Time is of the Essenceとは?

      2022/06/15

英文契約書の中には、Time is of the Essenceという文言が定められていることが時々あります。これは、直訳すれば、「時間は重要だ」とか「時間は本質的だ」という意味になります。

 

この文言が、例えば売買契約の売主の製品供給義務について定められている場合には、このTimeは「納期」を意味していると考えてよいでしょう。

 

一方、この文言が、買主の対価支払い義務について定められている場合には、このTimeは「買主による支払い期限」と意味していることになります。

 

さらに、例えば建設契約において、注文者が請負人に対して、建設現場のサイトを明け渡すこと、つまり、そこで工事をできるように手配する義務について定める条文にこのTime is of the Essenceが定められている場合には、このTimeは「注文者による請負人へのサイト明け渡し義務の期限」を意味していることになります。

 

このように、Time is of the Essenceといっても、誰のどの義務について定めているかは、契約書を読んでみないとわからないのです。

 

次に、このTime is of the Essenceが定められることで、どのような効果が出るのでしょうか?

 

例えば、売主による製品供給義務についてこの文言が定められていた場合に、売主がTime、つまり納期に遅れたら、どうなるのでしょうか?

 

通常、納期に遅れたら、売主は買主に損害を賠償しなければなりません。もしかして、このTime is of the Essenceという文言がない場合には、売主が例え納期に遅れたとしても、買主に損害を賠償しなくてもよいことになるのでしょうか?「納期は重要だ」とはされていないのだから・・・。

 

そうではありません。

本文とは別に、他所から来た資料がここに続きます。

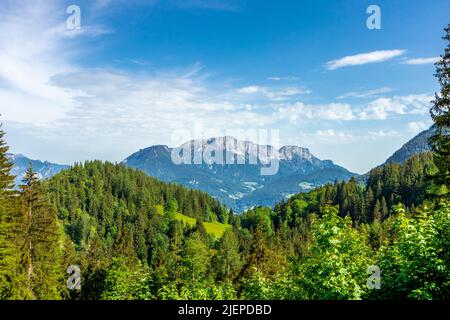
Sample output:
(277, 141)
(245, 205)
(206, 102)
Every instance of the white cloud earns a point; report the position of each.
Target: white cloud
(418, 61)
(289, 78)
(299, 112)
(363, 58)
(365, 94)
(274, 94)
(416, 127)
(382, 108)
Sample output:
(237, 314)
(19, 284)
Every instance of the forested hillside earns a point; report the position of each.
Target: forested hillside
(104, 231)
(387, 186)
(134, 237)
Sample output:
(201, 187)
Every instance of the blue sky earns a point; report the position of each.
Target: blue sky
(138, 71)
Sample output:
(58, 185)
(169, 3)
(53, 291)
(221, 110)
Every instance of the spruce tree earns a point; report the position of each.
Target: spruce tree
(11, 279)
(440, 112)
(40, 250)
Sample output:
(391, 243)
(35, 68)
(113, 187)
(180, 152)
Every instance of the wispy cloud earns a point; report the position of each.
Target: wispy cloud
(223, 5)
(382, 108)
(274, 94)
(418, 61)
(287, 78)
(417, 126)
(364, 58)
(366, 94)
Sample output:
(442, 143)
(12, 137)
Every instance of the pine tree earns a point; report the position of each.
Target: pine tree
(440, 112)
(227, 259)
(40, 249)
(11, 279)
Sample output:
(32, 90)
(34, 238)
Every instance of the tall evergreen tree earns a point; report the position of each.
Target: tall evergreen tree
(440, 112)
(40, 249)
(11, 279)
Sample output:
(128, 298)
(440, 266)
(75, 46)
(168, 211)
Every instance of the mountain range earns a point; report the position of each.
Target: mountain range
(44, 169)
(416, 145)
(238, 186)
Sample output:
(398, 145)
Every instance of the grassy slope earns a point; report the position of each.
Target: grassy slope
(215, 228)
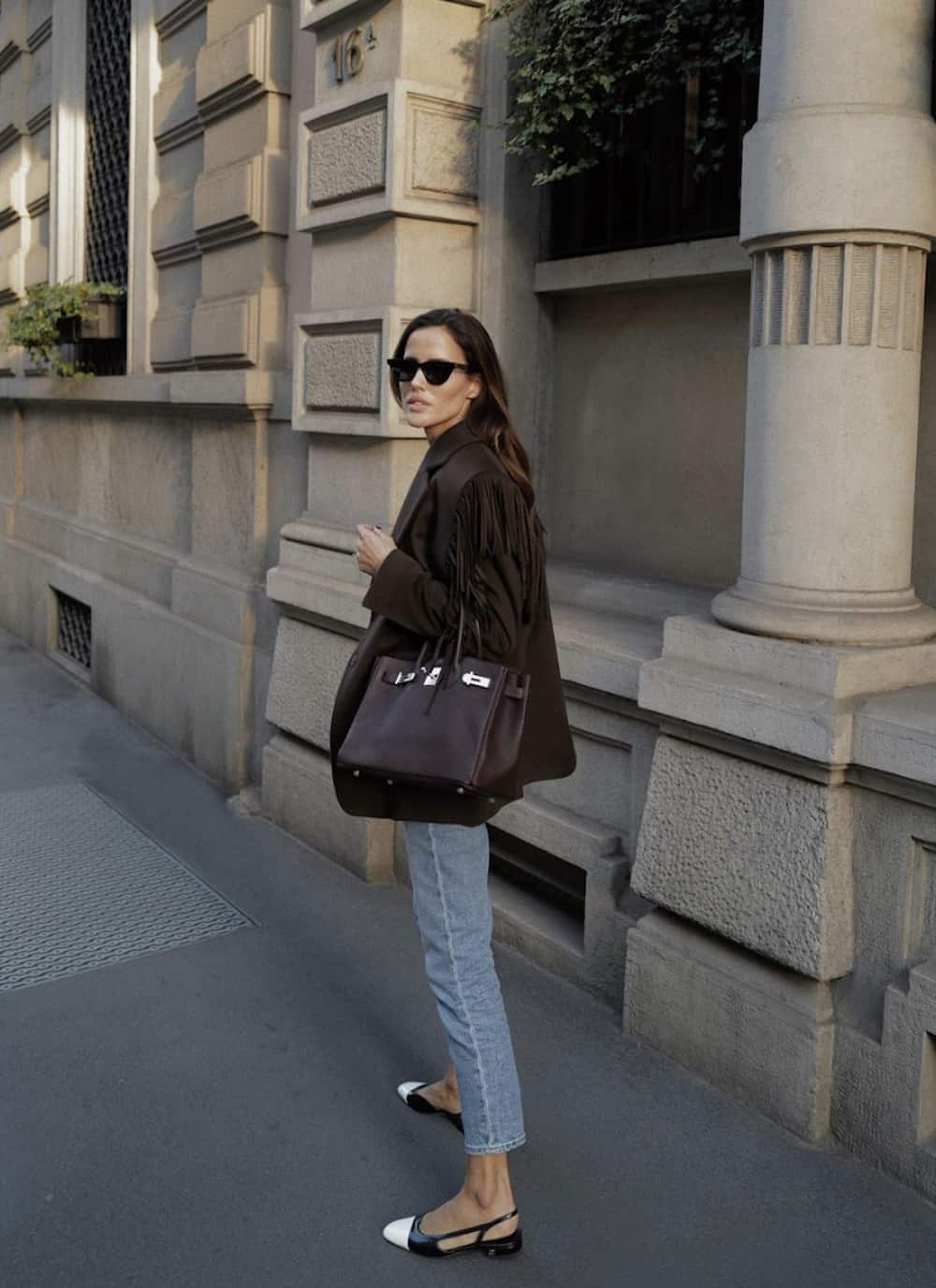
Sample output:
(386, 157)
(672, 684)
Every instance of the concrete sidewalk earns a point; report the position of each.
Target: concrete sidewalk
(223, 1113)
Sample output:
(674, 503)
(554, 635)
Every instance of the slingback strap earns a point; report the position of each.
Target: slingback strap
(472, 1229)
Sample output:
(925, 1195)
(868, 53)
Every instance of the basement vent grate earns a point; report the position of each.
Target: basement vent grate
(81, 887)
(74, 629)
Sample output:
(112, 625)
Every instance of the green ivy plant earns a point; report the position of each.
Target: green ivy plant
(34, 324)
(581, 66)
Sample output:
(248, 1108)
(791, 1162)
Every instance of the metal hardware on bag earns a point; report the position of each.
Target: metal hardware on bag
(480, 681)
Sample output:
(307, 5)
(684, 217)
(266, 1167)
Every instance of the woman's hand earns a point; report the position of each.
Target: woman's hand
(373, 548)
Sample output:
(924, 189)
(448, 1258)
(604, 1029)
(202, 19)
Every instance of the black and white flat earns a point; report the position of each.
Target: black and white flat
(408, 1093)
(407, 1234)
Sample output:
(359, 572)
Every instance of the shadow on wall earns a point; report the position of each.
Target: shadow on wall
(648, 444)
(925, 513)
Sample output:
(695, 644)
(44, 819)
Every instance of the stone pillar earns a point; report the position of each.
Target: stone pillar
(388, 189)
(754, 821)
(839, 212)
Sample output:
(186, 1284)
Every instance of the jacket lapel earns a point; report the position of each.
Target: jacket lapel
(455, 438)
(411, 503)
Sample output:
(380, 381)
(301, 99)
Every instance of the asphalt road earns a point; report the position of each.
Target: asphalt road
(223, 1113)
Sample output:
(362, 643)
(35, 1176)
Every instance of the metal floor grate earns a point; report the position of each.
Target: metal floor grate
(80, 886)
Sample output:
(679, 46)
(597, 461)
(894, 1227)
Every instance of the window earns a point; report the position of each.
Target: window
(107, 111)
(648, 196)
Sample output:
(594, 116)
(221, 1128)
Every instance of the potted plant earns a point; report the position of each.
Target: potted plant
(579, 67)
(76, 315)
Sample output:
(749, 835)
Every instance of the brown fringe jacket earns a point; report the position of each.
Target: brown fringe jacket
(473, 541)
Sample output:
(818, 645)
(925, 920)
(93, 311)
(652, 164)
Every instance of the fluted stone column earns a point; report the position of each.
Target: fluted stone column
(757, 825)
(839, 212)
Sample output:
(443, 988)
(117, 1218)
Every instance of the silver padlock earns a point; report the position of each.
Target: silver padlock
(483, 681)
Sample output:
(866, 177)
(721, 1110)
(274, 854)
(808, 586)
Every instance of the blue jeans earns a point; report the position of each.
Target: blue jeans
(448, 870)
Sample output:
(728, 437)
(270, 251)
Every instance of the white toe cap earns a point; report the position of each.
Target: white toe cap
(398, 1232)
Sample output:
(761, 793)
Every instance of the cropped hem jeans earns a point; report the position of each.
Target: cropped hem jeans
(448, 871)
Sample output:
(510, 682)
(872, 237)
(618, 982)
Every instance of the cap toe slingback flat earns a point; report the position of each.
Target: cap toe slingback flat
(405, 1233)
(408, 1093)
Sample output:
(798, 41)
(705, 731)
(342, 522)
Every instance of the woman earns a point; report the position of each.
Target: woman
(468, 532)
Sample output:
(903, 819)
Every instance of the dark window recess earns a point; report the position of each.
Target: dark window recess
(648, 195)
(554, 881)
(107, 167)
(74, 629)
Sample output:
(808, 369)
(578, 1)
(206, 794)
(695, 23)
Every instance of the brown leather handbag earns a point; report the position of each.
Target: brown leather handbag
(451, 724)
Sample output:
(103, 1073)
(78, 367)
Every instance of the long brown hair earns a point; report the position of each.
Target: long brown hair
(490, 414)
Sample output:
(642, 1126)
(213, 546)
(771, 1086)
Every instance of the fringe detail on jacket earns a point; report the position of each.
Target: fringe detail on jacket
(492, 518)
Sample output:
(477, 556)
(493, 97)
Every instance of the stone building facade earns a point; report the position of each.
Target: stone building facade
(743, 862)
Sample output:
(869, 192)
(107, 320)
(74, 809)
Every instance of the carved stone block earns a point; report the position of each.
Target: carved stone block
(404, 153)
(348, 158)
(227, 331)
(442, 148)
(339, 373)
(752, 853)
(242, 199)
(251, 59)
(343, 371)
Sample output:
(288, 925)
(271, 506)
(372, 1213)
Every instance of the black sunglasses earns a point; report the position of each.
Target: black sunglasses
(435, 371)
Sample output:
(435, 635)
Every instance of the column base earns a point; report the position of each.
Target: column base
(826, 617)
(757, 1031)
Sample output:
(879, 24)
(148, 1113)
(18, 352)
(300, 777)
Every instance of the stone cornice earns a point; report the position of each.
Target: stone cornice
(179, 16)
(38, 37)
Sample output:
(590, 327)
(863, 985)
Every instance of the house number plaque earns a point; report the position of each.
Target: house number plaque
(349, 51)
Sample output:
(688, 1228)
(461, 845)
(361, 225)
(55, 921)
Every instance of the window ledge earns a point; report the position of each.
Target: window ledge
(607, 626)
(680, 262)
(189, 389)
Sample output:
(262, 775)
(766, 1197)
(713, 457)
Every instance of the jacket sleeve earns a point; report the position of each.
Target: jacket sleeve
(493, 564)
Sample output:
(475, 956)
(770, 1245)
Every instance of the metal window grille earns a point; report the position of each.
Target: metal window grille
(109, 139)
(74, 629)
(648, 194)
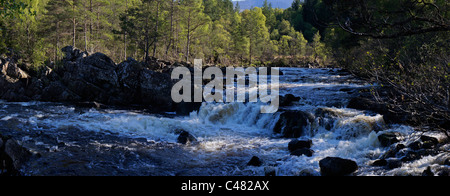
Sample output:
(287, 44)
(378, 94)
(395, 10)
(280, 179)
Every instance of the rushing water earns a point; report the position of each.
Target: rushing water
(230, 134)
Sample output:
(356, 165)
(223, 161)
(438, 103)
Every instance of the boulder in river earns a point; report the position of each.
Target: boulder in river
(185, 137)
(12, 156)
(292, 123)
(389, 138)
(303, 151)
(296, 144)
(335, 166)
(255, 161)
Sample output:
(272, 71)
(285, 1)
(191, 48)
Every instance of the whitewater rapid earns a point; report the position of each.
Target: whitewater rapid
(230, 134)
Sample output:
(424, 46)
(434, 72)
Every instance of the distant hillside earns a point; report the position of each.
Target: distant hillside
(248, 4)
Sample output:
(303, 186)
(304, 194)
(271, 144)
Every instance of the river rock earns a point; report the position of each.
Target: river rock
(288, 99)
(296, 144)
(12, 156)
(335, 166)
(304, 151)
(185, 137)
(389, 138)
(155, 89)
(292, 123)
(255, 161)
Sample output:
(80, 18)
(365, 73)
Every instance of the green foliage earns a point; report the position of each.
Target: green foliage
(174, 30)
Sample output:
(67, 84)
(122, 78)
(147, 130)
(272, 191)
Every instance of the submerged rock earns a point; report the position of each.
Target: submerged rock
(255, 161)
(186, 138)
(292, 123)
(12, 156)
(335, 166)
(389, 138)
(304, 151)
(296, 144)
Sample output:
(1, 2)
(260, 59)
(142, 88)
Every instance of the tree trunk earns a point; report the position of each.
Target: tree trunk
(155, 39)
(125, 32)
(188, 37)
(171, 29)
(74, 23)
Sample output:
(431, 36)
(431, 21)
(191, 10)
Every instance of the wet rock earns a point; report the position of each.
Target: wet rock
(296, 144)
(155, 89)
(255, 161)
(292, 123)
(185, 108)
(270, 171)
(410, 156)
(335, 166)
(394, 163)
(186, 138)
(416, 145)
(12, 156)
(427, 172)
(429, 142)
(389, 138)
(380, 162)
(288, 99)
(304, 151)
(393, 151)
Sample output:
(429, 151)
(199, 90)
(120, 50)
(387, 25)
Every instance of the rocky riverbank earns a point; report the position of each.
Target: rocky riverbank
(82, 78)
(314, 133)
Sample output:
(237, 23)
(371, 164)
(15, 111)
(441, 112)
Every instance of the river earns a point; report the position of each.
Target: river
(69, 140)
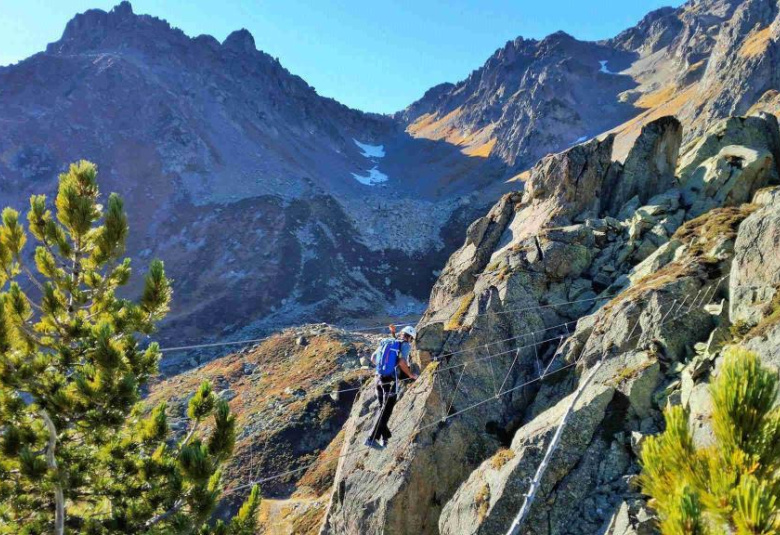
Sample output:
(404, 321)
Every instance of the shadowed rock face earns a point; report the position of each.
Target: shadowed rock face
(520, 296)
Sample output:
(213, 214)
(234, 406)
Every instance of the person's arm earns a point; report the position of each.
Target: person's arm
(405, 368)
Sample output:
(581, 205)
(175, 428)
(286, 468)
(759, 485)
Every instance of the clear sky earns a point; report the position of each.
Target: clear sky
(376, 56)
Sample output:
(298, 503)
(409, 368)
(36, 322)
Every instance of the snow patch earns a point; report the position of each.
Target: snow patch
(370, 151)
(604, 68)
(375, 176)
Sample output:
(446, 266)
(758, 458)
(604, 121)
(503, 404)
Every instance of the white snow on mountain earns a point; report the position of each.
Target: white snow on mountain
(375, 176)
(604, 68)
(370, 151)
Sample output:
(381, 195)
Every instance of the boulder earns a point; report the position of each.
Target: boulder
(729, 178)
(755, 272)
(759, 133)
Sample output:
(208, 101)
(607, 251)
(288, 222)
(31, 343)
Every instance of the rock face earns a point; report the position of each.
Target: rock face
(488, 501)
(548, 283)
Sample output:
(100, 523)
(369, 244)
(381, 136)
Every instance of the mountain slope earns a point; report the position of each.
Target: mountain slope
(702, 61)
(550, 282)
(269, 203)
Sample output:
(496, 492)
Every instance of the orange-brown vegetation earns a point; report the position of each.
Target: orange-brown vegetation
(280, 392)
(756, 43)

この文言があろうがなかろうが、売主は、納期に遅れれば、買主に対する損害賠償責任を負うことに変わりはありません。

 

このTime is of the Essenceは、「納期はとても重要なので、それに間に合わない場合には、買主は契約を解除できる」ということになります。

 

つまり、問題になるのは、「損害賠償」ではなく、「解除」です。

 

ここで、建設契約においては、このTime is of Essenceという文言が納期について定められることは通常はありません。

 

その理由は、多少納期に遅れたというだけで、注文者が契約を解除しようとは考えていないのが通常だからです。

 

もちろん、納期に間に合ってほしいと注文者は考えているでしょうし、別に間に合わなくてもよい、などと考えてはいないはずです。ただ、納期に遅れた場合には、納期遅延のliquidated damages(詳しくはこちら!)を請負人から支払ってもらえればよい、と考えているのです。そのため、Timeは注文者にとって、Essenceとまでは考えられていないのです。

 

もっとも、Time is of the Essenceと契約書に定められていなくても、納期に大幅に遅れ、当事者間で合意した納期遅延LDの上限額(詳しくはこちら!)にまで達したような場合には、注文主には契約を解除する権利が生じると思われます。

 

 

この点、時々、納期に遅れた場合に備えて、納期遅延のLDを定めておきながら、一方で、Time is of the Essenceと定めている契約書も見かけます。

 

それは、おそらく、ドラフトした人が、Time is of the Essenceの使い方をよく理解していないのだろうと思われます。

 

売主や請負人としては、納期に少しでも遅れたからといって契約を解除されるというのは嫌なはずです。よって、もしもTime is of the Essenceという文言が買主・注文者から提示された契約ドラフト中にある場合には、その意図をよく確認したほうがよいでしょう。

 

つまり、買主や注文者は、納期に1日でも遅れたら契約を解除したいと考えているのか?と。もしもそうなら、売主や請負人は、納期に関していつも以上に厳格に考える必要が出てきます。少なくとも、「納期に間に合わない場合には、納期遅延LDを支払えばよい」という考えで契約を締結するのは危険だといえます。1日でも遅れた途端に、「解除する」といわれかねません。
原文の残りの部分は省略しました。